First you have to find a way to teach high school students the
concept of "long-term" as applied to more than a week. I'd say most
teenagers simply haven't been around long enough to understand the
"thirty years" part of "compound interest over thirty years."
Can someone explain the "microcredit" fad?
If you mean like car title loans and such, well they aren't
anything new in America, they're simply a pawnshop.
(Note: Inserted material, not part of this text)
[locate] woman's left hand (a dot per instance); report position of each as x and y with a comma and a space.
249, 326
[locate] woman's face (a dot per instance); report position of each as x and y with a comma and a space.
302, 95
I took a Consumer Economics course in my last semester of high
school. It was an elective course. We covered things like how to
make a budget, the rule of 72 and how it affects both savings and
loans, checking accounts, how insurance works, etc. I understand
that many schools that used to offer "Home Economics" have ditched
that in favor of something sometimes called "Life Skills," which
may cover similar ground.
"Consumerism" was a hot topic in the mid-1970s.
Kevin
kevrob,
Thanks for a thoughtful and well-argued post. We certainly share
the same concern for separating school & state; I just have my
doubts that we libertarians will help that process along very much
by preemptively handing our portion of the public till over to the
very people who are fighting to make that till bigger and bigger,
year after year. Better to take that money and donate it towards
efforts to privatize education and advocate other libertarian
causes. I think it would be an act of delightful revenge to donate
the balance of my "Robert C. Byrd scholarship" to the Reason
foundation.
As one final note, I will remark that nowadays egalitarianism
reigns so completely over the world of post-secondary financial aid
that--of the 5 private and 1 state school to which I applied and
was accepted--only the state school offered any kind of merit-based
scholarships. My parents had some equity in their small business,
which the admissions officers figured they could have mortgaged to
pay for my tuition, so I didn't qualify for any need-based aid at
all. The state school, meanwhile, offered me a full-ride (and,
incidentally, privately-funded) scholarship.
An important distinction is that lenders did not do these
things, brokers did.
Whatever gets you through the night.
You have a good point here in your title. The Philippines also
needs more credit and no more debt.
How will that be then and what's the difference about debts and
credits?
Well whatever,,,THAT'S JUST ABOUT IT!!!